Одно лишь осталось от детства в Коле Григорьеве, и не могли вытравить этого все пролетевшие над душой и прогремевшие в ней бури и голоса войны:
ЛЮБОВЬ К ШОКОЛАДУ.
В окопном дурмане, в сосущей сердце прожорной тощище, все свои деньги — прапорщичье сперва, теперь поручичье жалованье — тратил на шоколад, жидкий, сгущенный и в плитках, привозимый колченогим денщиком Нифонтом, по прозвищу «Козье вымя», из тыла, где были завалены им походные, в красных вагонах, лавки экономического общества.

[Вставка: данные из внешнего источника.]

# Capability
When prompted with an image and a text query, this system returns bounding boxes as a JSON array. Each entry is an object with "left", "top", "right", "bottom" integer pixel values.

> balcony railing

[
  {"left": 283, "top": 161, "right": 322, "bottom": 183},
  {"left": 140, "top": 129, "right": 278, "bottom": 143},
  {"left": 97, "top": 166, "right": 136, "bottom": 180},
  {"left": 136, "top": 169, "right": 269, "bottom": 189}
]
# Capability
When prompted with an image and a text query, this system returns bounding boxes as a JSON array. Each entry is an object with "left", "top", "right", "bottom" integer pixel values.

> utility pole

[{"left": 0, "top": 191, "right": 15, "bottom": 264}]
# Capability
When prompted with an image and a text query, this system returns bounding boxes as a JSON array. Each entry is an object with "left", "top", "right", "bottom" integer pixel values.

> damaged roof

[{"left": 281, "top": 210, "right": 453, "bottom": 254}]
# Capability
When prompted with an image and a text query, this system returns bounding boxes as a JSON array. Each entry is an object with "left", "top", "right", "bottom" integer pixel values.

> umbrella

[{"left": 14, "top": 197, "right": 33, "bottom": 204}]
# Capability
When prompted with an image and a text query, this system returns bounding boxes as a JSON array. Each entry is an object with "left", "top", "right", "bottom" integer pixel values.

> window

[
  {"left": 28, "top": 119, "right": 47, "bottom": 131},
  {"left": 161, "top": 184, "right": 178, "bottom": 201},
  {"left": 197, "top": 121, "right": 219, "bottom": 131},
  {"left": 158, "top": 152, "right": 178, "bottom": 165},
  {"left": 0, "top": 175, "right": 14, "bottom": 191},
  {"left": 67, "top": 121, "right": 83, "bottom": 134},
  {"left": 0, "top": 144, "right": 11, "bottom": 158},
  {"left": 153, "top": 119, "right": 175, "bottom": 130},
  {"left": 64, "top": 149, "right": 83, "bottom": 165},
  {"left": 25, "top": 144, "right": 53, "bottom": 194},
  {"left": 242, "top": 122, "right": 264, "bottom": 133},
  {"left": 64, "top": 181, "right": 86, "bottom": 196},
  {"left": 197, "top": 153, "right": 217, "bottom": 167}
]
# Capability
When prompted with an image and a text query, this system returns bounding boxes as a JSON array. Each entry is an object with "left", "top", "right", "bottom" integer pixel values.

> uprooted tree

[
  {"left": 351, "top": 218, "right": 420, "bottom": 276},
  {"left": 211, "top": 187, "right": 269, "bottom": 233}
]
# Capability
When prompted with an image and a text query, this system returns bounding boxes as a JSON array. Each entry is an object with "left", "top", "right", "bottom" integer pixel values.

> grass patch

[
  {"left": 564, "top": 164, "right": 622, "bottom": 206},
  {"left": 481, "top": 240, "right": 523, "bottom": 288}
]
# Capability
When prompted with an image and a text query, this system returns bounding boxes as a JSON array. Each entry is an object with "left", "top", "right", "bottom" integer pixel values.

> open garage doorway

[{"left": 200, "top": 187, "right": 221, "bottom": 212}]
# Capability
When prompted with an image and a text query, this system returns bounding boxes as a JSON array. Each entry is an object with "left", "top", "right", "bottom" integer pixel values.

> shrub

И не мог бы никому поручик Григорьев прямо, как на духу, сказать, без запинки, что любил больше — шоколад или невесту, розовощекую Лялю.
Ляля была далеко, а шоколад тут, под боком, и пряная сладость его заливала все девятнадцатилетние горести поручика, и шоколад был для него самодовлеющим миром.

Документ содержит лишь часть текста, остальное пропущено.